У меня был интерес. Я стоял против него и сдаваться — пока крепкое слово между ними не сказано — не собирался. Но против этого… Против увечного, ради нее приговорившего себя сперва к одиночеству в безвестности и нищете, а после — к чуду… Разве встану я? Когда б такое можно было — встал бы. Но нельзя. Совсем нельзя.
Но когда б такое было можно… Но когда такое будет можно. Когда? А вот тогда.
Когда чудо ему — исполнится. Когда пойдут глиняные ноги, когда поднимутся глиняные руки, когда увидят мир глиняные очи. Разве бывает такое?
А вот и поглядим.
Рутгер Рыжий
— Мастер… — тихо позвал малый, и Кукунтай толчком проснулся. Как над дитём недельным, однако, — выругал себя, точно себя, а не малого, потому что малой — что? Страшно ему в темноте, вот и зовет. Мамку звал бы, да нет у него мамки и, похоже, отродясь не было. А что сам Кукунтай на любой его всхлип в темноте просыпается, это не дело. Хочет человек сам-один выплакаться — его право, подушка ему свидетель, и хватит. Слезы из своих глаз бесследно проливаются, да в чужих застревают, — кому охота, чтобы помнили его всхлипы?
— Мастер… — тихо так, и надеясь, и стесняясь разбудить. Совсем дошел парень от страха, не справиться самому.
— Да не зови ты меня мастером, — сонным голосом буркнул тюлень.
— А как мне вас звать, дяденька Кукунтай? — такое облегчение было в голосе малого, что не один на один уже с темнотой, — сердце защемило.

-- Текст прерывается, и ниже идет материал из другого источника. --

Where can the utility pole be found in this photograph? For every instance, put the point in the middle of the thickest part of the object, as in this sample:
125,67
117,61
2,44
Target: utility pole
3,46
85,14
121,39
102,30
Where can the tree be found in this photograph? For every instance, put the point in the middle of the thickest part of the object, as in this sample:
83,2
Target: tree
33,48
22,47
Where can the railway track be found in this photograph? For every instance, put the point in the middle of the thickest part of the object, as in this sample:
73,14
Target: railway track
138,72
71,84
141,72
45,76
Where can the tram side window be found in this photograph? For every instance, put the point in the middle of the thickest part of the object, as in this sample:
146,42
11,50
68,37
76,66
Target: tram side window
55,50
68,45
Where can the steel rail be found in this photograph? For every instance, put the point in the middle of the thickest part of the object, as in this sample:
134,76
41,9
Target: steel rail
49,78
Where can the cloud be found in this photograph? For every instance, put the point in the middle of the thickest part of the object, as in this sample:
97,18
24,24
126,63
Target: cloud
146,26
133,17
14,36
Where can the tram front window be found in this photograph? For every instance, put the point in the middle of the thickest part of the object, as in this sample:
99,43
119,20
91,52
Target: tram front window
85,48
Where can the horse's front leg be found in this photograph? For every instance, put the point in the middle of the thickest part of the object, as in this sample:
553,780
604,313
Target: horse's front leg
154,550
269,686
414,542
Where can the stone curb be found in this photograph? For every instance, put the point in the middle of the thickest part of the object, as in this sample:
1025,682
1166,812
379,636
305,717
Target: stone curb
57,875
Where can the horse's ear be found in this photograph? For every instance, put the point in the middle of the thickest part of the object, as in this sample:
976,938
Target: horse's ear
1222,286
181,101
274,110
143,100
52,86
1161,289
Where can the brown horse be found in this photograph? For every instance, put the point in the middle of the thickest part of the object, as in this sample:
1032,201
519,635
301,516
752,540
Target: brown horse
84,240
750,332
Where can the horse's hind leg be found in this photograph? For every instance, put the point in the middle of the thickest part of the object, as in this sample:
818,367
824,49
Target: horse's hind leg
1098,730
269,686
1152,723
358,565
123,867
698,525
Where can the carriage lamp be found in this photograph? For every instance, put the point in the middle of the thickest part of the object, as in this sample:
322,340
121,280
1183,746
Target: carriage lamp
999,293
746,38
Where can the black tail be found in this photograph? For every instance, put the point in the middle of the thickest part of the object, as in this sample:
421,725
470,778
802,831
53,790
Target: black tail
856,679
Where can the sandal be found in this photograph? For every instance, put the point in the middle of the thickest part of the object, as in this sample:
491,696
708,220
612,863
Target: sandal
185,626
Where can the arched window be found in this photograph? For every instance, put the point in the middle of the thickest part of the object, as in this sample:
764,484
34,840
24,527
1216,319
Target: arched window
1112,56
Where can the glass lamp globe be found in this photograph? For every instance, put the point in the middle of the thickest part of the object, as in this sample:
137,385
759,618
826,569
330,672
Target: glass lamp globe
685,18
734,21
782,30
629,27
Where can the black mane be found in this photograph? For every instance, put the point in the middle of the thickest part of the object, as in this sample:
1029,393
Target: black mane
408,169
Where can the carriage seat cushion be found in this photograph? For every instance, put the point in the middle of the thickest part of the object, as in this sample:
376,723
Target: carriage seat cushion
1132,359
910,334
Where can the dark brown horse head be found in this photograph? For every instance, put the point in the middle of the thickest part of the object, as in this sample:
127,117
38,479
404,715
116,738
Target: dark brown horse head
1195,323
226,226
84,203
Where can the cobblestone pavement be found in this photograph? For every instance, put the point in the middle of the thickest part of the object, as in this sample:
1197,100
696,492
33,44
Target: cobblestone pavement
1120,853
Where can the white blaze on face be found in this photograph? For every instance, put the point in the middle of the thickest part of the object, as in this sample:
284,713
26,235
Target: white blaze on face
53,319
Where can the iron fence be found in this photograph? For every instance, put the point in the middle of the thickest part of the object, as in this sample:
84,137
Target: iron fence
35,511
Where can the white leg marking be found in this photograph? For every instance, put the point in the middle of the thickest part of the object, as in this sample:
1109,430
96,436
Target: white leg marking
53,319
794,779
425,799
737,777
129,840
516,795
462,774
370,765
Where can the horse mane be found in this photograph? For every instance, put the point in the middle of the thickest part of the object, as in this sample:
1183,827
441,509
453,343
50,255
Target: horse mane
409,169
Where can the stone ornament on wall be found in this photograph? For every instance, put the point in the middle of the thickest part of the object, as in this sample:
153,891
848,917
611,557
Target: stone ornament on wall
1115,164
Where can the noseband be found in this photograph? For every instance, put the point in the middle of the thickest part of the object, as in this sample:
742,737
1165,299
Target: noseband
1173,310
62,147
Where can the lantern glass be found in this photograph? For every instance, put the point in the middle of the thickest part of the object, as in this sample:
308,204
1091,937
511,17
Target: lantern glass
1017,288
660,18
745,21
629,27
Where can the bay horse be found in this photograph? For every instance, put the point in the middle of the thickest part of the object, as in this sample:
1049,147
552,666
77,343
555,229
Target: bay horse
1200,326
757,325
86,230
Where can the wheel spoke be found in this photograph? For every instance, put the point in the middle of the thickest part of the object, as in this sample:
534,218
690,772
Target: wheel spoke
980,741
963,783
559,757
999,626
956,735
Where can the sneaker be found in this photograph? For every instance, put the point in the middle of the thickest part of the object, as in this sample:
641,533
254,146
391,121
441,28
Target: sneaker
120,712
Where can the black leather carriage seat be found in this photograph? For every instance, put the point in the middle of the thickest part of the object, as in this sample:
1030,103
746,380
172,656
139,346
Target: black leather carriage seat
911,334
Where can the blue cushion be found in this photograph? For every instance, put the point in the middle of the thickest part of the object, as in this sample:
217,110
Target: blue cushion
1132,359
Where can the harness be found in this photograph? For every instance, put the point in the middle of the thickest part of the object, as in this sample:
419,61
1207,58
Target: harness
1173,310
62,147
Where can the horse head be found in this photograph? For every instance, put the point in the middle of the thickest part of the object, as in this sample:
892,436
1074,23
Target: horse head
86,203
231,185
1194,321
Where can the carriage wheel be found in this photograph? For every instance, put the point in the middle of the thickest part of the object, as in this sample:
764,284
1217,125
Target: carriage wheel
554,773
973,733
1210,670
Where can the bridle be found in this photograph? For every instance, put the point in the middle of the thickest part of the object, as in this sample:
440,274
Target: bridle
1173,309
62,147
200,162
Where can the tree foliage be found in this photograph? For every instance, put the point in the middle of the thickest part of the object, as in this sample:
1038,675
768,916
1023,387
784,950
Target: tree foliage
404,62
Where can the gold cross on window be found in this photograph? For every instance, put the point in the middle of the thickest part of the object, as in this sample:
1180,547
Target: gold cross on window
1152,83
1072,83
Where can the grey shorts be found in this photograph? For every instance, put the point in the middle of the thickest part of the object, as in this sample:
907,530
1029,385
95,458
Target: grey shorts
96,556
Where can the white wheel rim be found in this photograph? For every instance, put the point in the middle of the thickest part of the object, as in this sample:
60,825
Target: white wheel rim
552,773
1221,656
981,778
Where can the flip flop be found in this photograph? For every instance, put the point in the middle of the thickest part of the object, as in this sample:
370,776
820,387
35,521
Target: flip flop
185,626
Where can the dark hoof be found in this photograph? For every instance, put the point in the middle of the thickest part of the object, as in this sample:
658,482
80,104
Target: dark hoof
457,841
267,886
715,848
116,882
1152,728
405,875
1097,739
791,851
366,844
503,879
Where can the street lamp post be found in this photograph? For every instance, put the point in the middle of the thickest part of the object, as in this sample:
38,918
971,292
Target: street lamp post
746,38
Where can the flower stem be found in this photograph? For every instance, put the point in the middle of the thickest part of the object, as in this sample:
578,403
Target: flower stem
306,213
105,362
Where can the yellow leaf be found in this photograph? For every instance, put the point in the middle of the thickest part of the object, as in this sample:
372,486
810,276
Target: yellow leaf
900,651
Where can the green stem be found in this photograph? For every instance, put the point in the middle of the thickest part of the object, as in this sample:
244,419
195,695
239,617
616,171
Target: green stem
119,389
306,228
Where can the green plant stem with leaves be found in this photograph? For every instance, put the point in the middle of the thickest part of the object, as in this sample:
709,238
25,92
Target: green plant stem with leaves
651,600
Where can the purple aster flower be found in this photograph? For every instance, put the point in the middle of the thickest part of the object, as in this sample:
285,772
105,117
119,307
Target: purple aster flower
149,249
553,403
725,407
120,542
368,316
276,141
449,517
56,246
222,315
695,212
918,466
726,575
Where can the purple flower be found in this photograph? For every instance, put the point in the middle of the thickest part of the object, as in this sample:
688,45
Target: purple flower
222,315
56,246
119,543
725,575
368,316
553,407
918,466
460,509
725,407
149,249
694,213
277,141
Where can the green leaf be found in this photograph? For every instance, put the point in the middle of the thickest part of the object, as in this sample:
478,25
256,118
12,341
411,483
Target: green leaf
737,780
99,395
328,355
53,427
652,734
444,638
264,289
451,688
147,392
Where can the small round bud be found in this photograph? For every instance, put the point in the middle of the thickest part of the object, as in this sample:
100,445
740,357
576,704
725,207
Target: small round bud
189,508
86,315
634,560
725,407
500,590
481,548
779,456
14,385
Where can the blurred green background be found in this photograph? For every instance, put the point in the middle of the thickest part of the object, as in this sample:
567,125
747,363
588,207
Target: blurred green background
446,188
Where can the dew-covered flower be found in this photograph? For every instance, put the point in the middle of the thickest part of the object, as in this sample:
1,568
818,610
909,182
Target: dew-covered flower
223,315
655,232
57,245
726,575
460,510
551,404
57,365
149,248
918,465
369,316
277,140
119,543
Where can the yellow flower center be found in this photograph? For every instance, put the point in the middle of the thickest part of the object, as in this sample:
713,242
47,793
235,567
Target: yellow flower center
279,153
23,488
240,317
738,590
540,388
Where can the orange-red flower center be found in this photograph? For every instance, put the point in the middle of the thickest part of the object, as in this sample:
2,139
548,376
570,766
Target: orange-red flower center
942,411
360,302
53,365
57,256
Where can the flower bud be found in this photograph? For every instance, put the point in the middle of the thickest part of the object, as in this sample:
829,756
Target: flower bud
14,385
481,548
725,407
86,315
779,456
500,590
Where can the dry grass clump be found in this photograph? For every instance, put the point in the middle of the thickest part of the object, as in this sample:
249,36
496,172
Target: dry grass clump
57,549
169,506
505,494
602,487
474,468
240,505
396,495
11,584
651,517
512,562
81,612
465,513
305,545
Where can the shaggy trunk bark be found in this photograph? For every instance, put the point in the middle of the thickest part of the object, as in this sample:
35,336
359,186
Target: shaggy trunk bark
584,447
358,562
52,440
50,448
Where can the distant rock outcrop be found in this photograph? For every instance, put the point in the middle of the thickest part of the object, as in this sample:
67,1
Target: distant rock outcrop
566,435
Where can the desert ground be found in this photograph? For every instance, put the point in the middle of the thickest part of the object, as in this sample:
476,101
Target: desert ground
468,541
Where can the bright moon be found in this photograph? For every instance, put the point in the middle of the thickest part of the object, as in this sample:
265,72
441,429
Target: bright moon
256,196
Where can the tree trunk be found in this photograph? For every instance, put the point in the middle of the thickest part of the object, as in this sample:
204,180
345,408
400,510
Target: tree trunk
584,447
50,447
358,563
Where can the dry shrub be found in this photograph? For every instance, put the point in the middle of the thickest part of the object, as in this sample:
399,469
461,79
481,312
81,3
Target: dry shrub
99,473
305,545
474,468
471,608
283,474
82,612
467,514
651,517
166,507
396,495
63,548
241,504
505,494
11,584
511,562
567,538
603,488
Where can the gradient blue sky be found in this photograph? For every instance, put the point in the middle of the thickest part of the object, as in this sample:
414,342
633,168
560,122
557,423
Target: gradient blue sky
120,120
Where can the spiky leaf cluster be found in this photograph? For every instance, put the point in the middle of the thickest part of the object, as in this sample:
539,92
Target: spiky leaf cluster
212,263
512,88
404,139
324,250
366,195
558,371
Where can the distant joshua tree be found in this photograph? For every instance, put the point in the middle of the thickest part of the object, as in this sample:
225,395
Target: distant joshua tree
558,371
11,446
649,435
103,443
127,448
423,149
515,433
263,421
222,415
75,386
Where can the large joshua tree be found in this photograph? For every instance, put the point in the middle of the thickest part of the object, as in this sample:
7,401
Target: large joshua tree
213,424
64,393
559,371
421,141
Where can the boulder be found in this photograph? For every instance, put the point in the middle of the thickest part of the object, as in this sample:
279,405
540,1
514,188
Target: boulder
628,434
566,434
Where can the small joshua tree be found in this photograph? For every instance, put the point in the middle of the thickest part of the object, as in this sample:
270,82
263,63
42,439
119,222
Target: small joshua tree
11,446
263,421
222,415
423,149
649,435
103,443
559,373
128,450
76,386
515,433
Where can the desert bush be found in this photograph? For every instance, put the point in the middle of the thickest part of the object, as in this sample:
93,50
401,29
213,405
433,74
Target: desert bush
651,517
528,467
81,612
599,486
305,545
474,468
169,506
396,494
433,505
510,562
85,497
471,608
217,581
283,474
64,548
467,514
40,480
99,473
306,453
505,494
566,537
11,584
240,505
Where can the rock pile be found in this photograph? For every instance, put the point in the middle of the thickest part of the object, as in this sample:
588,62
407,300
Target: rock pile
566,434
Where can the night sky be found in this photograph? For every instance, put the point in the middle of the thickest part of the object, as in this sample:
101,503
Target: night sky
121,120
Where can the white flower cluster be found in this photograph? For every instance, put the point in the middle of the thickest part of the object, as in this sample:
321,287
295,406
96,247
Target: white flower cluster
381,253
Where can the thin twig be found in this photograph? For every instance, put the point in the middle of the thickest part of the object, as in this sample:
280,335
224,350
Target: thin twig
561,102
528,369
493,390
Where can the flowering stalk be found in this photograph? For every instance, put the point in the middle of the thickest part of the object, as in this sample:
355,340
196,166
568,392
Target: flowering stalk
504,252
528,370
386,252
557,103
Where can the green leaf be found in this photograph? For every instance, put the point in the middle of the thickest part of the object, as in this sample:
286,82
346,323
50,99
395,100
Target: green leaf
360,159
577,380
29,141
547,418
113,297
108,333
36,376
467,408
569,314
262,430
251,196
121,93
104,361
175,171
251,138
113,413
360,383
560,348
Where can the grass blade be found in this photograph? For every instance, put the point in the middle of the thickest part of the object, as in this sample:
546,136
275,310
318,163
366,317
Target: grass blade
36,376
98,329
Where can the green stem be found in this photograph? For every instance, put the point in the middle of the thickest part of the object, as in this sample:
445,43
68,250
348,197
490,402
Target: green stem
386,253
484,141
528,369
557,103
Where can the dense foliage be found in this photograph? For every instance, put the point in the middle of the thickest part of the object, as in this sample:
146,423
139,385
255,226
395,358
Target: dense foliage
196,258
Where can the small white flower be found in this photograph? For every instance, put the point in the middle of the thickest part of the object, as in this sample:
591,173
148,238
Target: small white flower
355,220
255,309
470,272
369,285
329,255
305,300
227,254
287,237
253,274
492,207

— И дяденькой не зови. Как хочешь зови, только не мастером и не дяденькой.
— А почему мастером нельзя? — заторопился не упустить добычу — разбуженного наставника — обратно в сон.
— А потому, что ни к чему это, — Кукунтай приподнялся на локте, показал мальчишке, что засыпать не собирается. — Это нас так остальные зовут, и тебя будут. А нам между собой… только в насмешку или выругать — мастер-де косоглазый, руки не той стороной вставлены. Но это уж не всерьез — ни говорится, ни принимается. Это так, язык почесать. Понял?
— Нет…
— Поймешь еще.
В теплой тесноте полога было тепло, пахло дымом и шкурами. Яранга тихонько гудела и поскрипывала на ветру. Снаружи в глубокой тьме высокие полупрозрачные льдины теснились у зыбкого еще берега, а за ними не было ничего. Кукунтай решил: сначала льдины убрать, потом уже море разглядывать. Хотелось ему из этого темного промерзшего места сделать ласковое, солнечное, чтобы земляника в траве, как рассыпанные бусы, алела крупно, чтобы не снег под ногой скрипел, а мох кудрявый мягко стелился. Но далеко еще до этого, ох и далеко…
— А почему мне дяденька Видаль велел вас мастером называть?
Кукунтай почесал затылок, вздохнул. Кто его знает, того Видаля, почему у него то, почему у него это…
— А для пущей важности небось. Видаль любит, чтобы трепет и уважение. Тогда веселее шутки шутить. Понимаешь?